Since its origin as an exclusively online newspaper drawing together the work of dozens of community blogs and contributors, The Sacramento Press has since diversified well beyond its pure publisher roots, complementing its core with a local advertising network, a daily deals platform and an emerging social media consulting practice. As a result, cofounders Ben Ilfeld and Geoff Samek are rebranding the company as Macer Media (“macer” is Latin for “lean”). Ilfeld told BIA/Kelsey that it is a natural “evolutionary step” as Macer takes on the broader challenge of “building tools to support local and hyperlocal media ecosystems.”
The Sacramento Press, the Sacramento Local Online Ad Network (SLOAN), Deal Ticket and social media services will all keep their current names, but will lump together under the Macer Media umbrella. Macer also unveiled formal plans to scale the SLOAN concept to the Bay Area in an initiative it is calling BAPP (Bay Area Publisher Partnership).
Ilfeld said the outgrowth of BAPP is a natural complement to SLOAN that allows the organization to expand its sales force to focus on “regional plays” with larger advertisers and agencies. Though an official number was not given, Ilfeld confirmed that more than 10 local publishers are partnering with BAPP from the outset. His ultimate goal is to “scale across California, region by region.”
SLOAN debuted at the beginning of 2010. Ilfeld noted that it is not yet profitable, but he is buoyed by the fact that the network is beginning to roll up larger campaigns ($2,000 to $4,000 per month) and attract a higher grade of advertiser (regional autos, grocery franchises and the NBA’s Sacramento Kings). SLOAN partners with vertical ad network platform Adify to supply a back-end system that allows for multiple levels of ad targeting (ZIP code, keyword, demo) and enables particular blog partners to opt in or out of particular campaigns.

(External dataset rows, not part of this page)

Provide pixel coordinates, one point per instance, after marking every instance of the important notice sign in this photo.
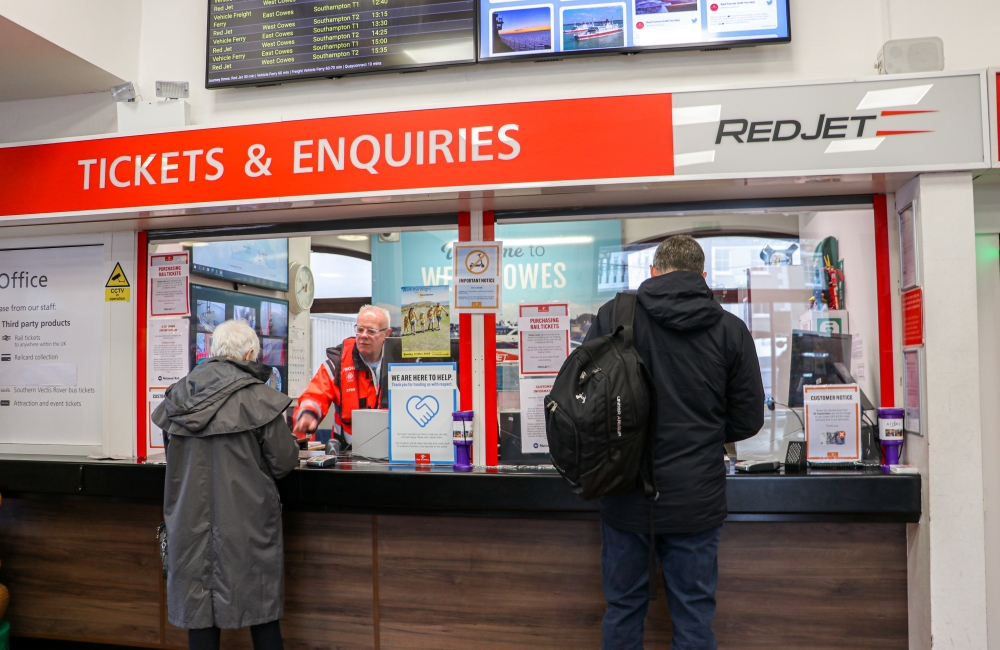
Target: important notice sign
(477, 282)
(51, 329)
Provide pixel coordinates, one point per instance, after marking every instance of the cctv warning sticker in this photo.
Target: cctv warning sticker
(117, 288)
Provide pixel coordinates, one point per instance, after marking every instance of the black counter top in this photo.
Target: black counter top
(815, 495)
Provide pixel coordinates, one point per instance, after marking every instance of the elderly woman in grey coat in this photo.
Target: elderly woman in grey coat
(227, 442)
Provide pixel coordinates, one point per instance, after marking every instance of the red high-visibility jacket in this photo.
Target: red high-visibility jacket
(347, 385)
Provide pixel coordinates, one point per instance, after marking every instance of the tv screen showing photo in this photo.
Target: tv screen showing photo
(203, 347)
(529, 28)
(273, 319)
(210, 307)
(273, 352)
(249, 314)
(257, 262)
(210, 314)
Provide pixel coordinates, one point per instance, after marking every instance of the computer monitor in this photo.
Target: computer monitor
(815, 360)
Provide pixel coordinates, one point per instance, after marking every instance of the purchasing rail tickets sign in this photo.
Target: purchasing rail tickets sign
(902, 123)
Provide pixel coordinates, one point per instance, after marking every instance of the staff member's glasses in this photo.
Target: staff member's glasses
(369, 331)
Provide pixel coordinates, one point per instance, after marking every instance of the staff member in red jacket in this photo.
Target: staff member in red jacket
(353, 377)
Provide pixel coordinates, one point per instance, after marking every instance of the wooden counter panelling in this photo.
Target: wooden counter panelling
(505, 584)
(90, 572)
(81, 570)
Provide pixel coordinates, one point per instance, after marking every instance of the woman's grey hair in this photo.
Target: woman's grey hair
(679, 253)
(233, 339)
(382, 311)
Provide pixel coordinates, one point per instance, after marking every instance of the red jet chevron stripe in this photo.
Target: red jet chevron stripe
(881, 133)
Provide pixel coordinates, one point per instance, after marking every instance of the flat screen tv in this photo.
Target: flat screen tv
(511, 29)
(261, 42)
(260, 262)
(815, 360)
(268, 317)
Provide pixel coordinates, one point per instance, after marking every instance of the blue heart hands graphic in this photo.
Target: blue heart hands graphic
(422, 409)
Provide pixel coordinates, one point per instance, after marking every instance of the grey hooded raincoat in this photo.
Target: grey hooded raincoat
(227, 442)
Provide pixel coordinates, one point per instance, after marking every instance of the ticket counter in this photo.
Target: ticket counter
(409, 555)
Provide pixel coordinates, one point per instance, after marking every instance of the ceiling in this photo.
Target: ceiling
(32, 67)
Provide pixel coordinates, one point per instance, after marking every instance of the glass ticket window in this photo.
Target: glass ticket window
(787, 276)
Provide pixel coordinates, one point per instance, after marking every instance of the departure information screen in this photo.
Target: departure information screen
(253, 42)
(534, 28)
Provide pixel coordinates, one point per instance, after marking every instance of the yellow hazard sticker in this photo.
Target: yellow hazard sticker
(117, 288)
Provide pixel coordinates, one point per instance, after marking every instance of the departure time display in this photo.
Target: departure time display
(255, 42)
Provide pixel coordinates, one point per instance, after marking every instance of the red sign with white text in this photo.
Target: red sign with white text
(472, 147)
(913, 317)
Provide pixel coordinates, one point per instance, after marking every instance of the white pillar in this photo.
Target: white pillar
(478, 363)
(946, 557)
(988, 268)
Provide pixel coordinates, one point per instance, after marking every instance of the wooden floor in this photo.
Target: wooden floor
(90, 572)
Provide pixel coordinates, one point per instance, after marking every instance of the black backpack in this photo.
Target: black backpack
(599, 410)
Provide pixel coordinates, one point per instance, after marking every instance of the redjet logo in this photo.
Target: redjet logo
(850, 129)
(827, 128)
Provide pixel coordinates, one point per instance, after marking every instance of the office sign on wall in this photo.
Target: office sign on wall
(51, 368)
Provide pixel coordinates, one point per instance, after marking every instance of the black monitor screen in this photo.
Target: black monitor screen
(815, 356)
(528, 28)
(254, 42)
(260, 262)
(268, 316)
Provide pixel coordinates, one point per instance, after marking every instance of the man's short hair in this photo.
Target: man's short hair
(381, 311)
(679, 253)
(233, 339)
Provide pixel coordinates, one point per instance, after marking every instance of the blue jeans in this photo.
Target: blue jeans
(690, 573)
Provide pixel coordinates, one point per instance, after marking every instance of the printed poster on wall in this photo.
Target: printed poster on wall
(426, 324)
(168, 343)
(169, 277)
(477, 277)
(544, 338)
(51, 353)
(422, 397)
(533, 389)
(833, 423)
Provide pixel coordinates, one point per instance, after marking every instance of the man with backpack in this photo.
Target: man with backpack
(707, 382)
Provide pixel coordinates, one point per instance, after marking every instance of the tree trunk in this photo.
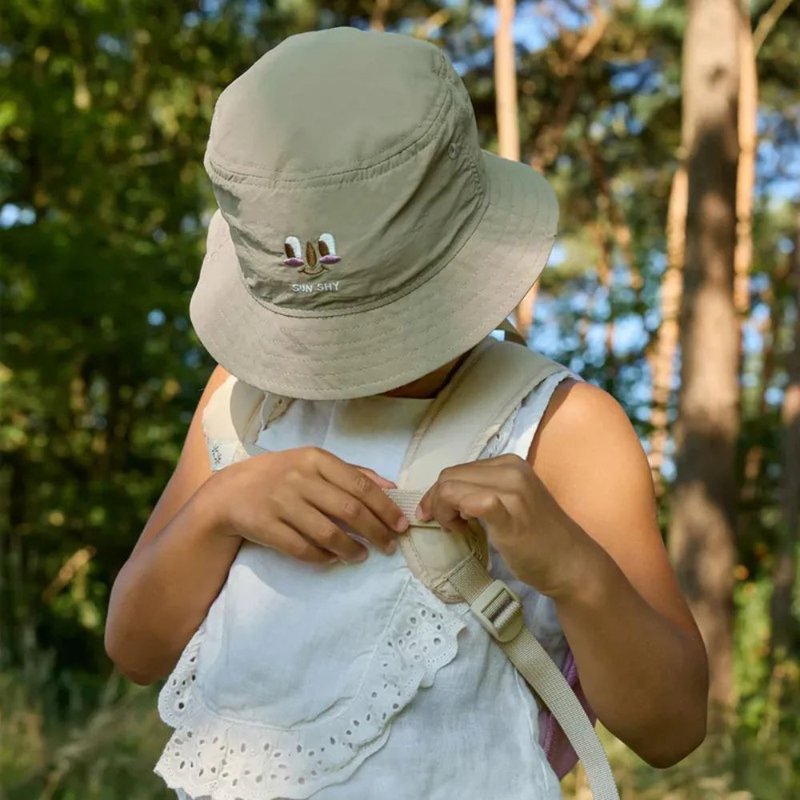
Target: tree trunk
(783, 626)
(701, 533)
(746, 175)
(507, 113)
(662, 363)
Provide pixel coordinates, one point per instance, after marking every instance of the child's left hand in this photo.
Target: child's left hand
(536, 538)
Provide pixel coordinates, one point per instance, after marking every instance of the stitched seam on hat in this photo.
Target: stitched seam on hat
(377, 302)
(228, 172)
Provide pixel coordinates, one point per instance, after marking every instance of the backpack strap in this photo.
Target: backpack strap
(232, 418)
(493, 380)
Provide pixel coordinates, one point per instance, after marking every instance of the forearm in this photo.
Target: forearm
(164, 590)
(645, 676)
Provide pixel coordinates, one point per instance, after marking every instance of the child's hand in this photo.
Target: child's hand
(536, 538)
(293, 501)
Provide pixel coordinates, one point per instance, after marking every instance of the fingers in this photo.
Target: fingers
(500, 476)
(286, 539)
(364, 489)
(384, 483)
(451, 502)
(323, 533)
(334, 502)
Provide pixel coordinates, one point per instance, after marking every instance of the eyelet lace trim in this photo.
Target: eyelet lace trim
(225, 759)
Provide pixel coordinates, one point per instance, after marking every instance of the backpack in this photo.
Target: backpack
(489, 384)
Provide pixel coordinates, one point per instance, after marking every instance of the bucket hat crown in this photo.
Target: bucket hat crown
(363, 238)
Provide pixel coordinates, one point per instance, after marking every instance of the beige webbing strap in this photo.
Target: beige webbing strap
(500, 612)
(484, 391)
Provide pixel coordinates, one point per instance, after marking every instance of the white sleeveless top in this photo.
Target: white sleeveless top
(351, 682)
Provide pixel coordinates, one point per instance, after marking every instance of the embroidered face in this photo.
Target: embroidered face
(312, 265)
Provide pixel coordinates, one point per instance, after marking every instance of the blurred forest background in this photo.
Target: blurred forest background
(671, 131)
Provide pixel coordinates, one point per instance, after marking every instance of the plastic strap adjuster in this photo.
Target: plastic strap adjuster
(499, 611)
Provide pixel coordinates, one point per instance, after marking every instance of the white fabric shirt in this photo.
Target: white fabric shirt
(354, 681)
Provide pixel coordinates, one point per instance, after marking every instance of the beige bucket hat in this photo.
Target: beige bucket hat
(363, 238)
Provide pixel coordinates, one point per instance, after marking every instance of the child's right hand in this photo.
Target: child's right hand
(295, 501)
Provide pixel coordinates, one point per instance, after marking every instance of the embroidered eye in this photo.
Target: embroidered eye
(294, 251)
(311, 255)
(327, 249)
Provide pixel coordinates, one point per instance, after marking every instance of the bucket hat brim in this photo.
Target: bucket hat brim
(356, 354)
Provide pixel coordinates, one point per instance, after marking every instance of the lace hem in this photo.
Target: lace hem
(225, 759)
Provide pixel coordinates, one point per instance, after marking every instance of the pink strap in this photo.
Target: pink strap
(553, 740)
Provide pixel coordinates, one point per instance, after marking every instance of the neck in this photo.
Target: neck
(429, 385)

A new wrinkle to SLOAN, introduced in August, is Deal Ticket, which is Macer Media’s iteration of the booming deal-a-day concept. San Diego-based Deal Current provides the white label for a simple widget to be implemented across network sites. Ilfeld and his team report 3,468 deal sales from more than 60 merchants since launch. The greatest successes have occurred with smaller businesses. In fact, he stressed that Deal Ticket is often offered up as an entry-level product for SMBs. They can then move upstream to sponsorships or other ad products in Macer’s portfolio.
The fastest growing arm of the business, however, is Macer’s consultative social media practice, which conspires with both SMBs and regional agencies to help brands build, tighten and burnish their social presence. With agencies, the work is often more specialized (tweaking existing social assets or running one piece of a multifaceted campaign). Macer CFO Anil Sinha shared that October social media revenues were $14,452, almost 24 percent higher than all of the second quarter (see the graph below for a comparison of advertising sales on The Sacramento Press with non-advertising revenues from social media, Deal Ticket, SLOAN, etc.).
The notion of a media company repurposing itself from publisher to all-purpose advertising and services provider is nothing new. Canada’s Yellow Pages Group recently acquired a number of side businesses to unveil a digital advertising and marketing unit. However, the notion of a local, nontraditional publisher expanding and scaling as Macer Media has charts a path for similar community start-ups to follow.